Minerva fished around in the surface survival kit as she spoke. “Your out-loud thinking doesn’t offer me much confidence. I was just imagining if they accidentally rolled us into a lake or something. We could float away…” Minerva extracted the standard multiweapon from the container and inserted a 40-round pack.

“Hynka swim.”

“Are you serious? We’re screwed! Maybe detonating us in here isn’t such a bad idea.”

“No. There’s a way.” John felt confident in his words, and continued to search around the cabin. There was always a way. He’d kept this conviction as a sort of mantra for as far back as he could remember. It was why people always thought him arrogant.

Aether had frequently advised him, “Fake doubt. Say ‘there might be a better approach, but who knows?’ Like, we’re all in this together, you know? We’re all just trying.” But she also had to remind him that he was on a station full of brilliant people, each with different strengths, and many stronger than his. “Don’t let their accomplishments escape you,” she’d said. “Don’t attribute breakthroughs to luck.” He insisted that he didn’t, but knew that he’d been guilty of it, at least once.
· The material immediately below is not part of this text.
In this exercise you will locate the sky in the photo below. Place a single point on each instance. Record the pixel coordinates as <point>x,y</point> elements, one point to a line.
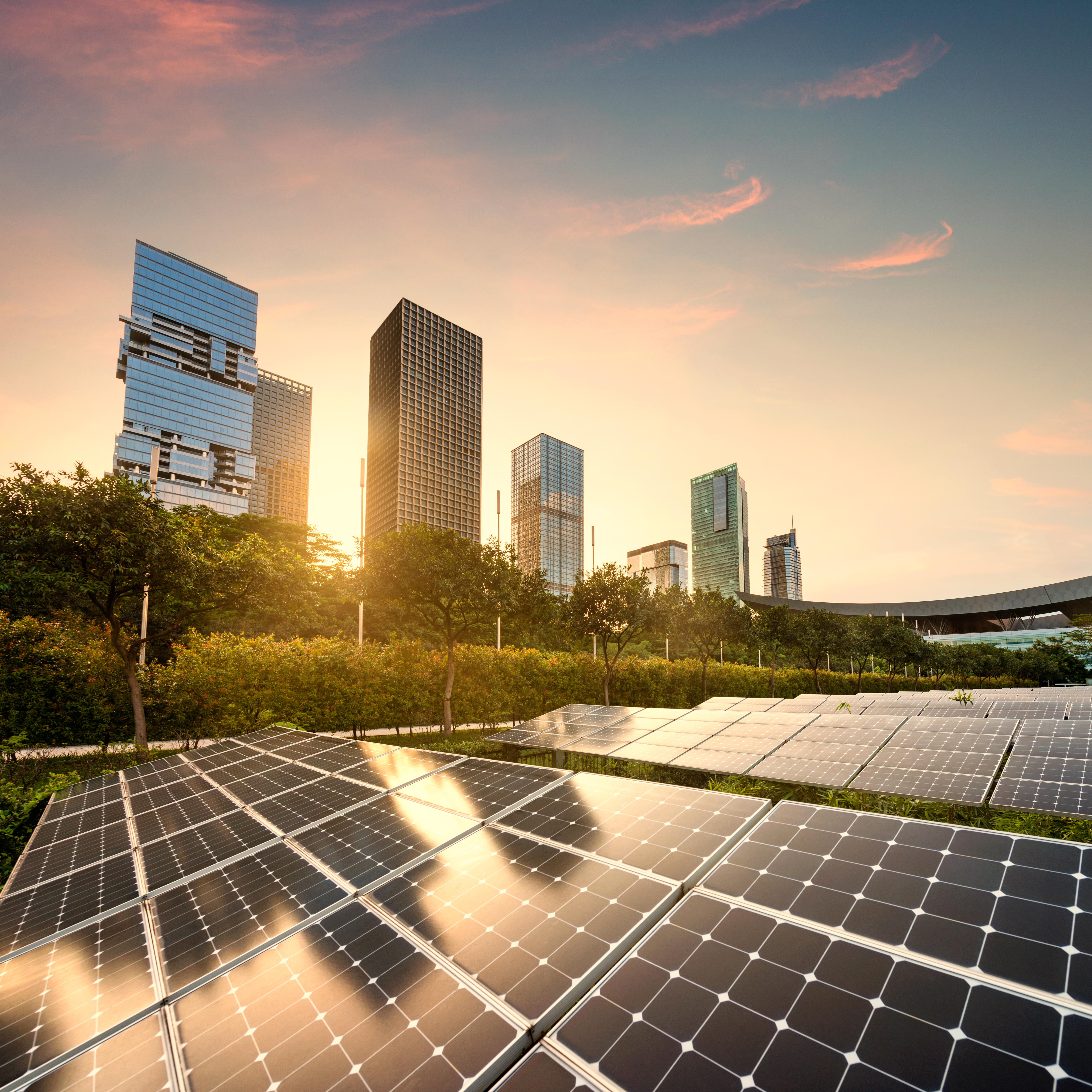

And here he was with Minerva, widely considered the best thinker of the lot. Where were her inspired suggestions?

“She’s trying,” Aether’s voice corrected in his head. “Ask her.”

He turned to her. She was staring at the multiweapon in her hand. “Minerva?” Her despair-heavy face moved to look at him. “Do you want to survive this?”

She swallowed. It looked like she hadn’t actually considered it a choice. The sounds of prying and cutting and banging outside the hatch grew more pronounced. Her shoulders tightened, forehead compressed.

He went on, louder, “Because I want to survive. But I can’t do it without you. You probably wouldn’t agree, but I feel fortunate to have been assigned this EV with you rather than anyone else. Can you save us? Tell me what to do… if you want to live. If not, let’s agree now on an optimal suicide.”

She blinked at him for a beat and swallowed again. He could see the screws turning in her head. Her tense expression began to shift and change to one of determination. Her sad eyes reverted to the intense scowl to which he’d grown accustomed.

She cocked her head. “You’ll listen to me?”

“Of course.”

“First, we need to start at the end. Our goal. Where is it we’re trying to go?”

“Somewhere safe.”

“Right. Brilliant. No, I mean, our real goal is to make it off this continent, and somehow to the other side of the planet, right?”

John suddenly felt stupid. Of course she was right. They were thousands of miles from their real destination, and escaping the mob around them was only the immediate concern. He nodded for her to go on.

“To make it there without some kind of vehicle, in a place as dangerous as this, is unlikely. And to blow up the EV, our strongest power source, with two skimmers stowed in the chassis, and full of other materials and resources, wouldn’t make a lot of sense, right?”

“Right.”

“Our first and most pressing concern is leaving the vehicle and reaching a location without being followed—ideally in such a way that they lose interest in the EV. Either way, we need to get out of their crosshairs. We can do that by distracting them, killing them, or negotiation.”

“Negotiation?”

“Yes. We know they have a rudimentary language.” Her speech was speeding up. He motioned for her to keep it steady. “Sorry, we don’t have a lot of time. Keep up. Communication should be our first approach. Not because it’s moral, but because I’m pessimistic of our chances with options one and two. We have two weapons, three packs each. If we somehow got out of the EV into a position to fire at them, we’d have two hundred and forty shots in total. I’m also dubious of the multirounds’ effectiveness on animals that size.”